Capítulo 9

1.6K 76 13
                                    

- Pero a ver, a ver... por partes. ¿Me estás diciendo en serio que te fuiste caminando solo desde tu pueblo al pueblo de tus tíos, porque tus padres no te firmaron la autorización para la excursión?

- Totalmente en serio. –alargué la primera "o".

- ¡Pero estás fatal de la cabeza, Cepeda!


Sus pasos iban al compás de sus carcajadas incrédulas, haciendo caso omiso al helado de avellana que llevaba una eternidad derritiéndose en su mano derecha.

Yo tan solo podía acompañarla en su risa, y alegrarme por tomar la decisión de no pedir ningún dulce veraniego que llenase de manchas mi camisa blanca.


- A mi favor he de decir que tenía doce años y me cabreaba por absolutamente todo porque directamente era insoportable, y estaba susceptible. No sé.

- A lo mejor es cosa mía, pero llamarte insoportable no es abogar en tu favor.

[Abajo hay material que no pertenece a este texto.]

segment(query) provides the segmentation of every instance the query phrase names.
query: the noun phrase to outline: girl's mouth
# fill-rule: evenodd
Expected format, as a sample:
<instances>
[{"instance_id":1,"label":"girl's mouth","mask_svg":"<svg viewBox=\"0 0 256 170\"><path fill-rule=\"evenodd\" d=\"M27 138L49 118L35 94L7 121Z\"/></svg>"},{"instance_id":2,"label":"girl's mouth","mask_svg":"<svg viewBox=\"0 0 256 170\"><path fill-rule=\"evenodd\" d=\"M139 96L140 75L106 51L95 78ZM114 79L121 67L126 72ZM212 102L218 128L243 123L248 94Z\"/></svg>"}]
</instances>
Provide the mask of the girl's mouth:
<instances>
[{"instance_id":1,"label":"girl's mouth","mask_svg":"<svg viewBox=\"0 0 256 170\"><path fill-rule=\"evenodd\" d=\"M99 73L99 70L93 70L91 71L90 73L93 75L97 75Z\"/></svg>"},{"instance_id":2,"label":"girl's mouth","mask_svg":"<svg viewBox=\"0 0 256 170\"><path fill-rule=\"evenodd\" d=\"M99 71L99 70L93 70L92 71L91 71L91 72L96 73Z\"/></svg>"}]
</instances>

- Siempre tienes que quedar por encima, ¿no? –achiné mis ojos-.

- ¡Que no! –rió, posando su mano en mi espalda sin dejar de caminar- Oye, gracias por esto –murmuró con un ademán sonriente, víctima de su previa carcajada nerviosa-.

- ¿Por el helado? A tu camiseta también le ha gustado –señalé los restos por toda la tela-.

- ¡Dios mío! –exclamó con la boca de par en par- ¿¡Pero tú por qué no me avisas antes!?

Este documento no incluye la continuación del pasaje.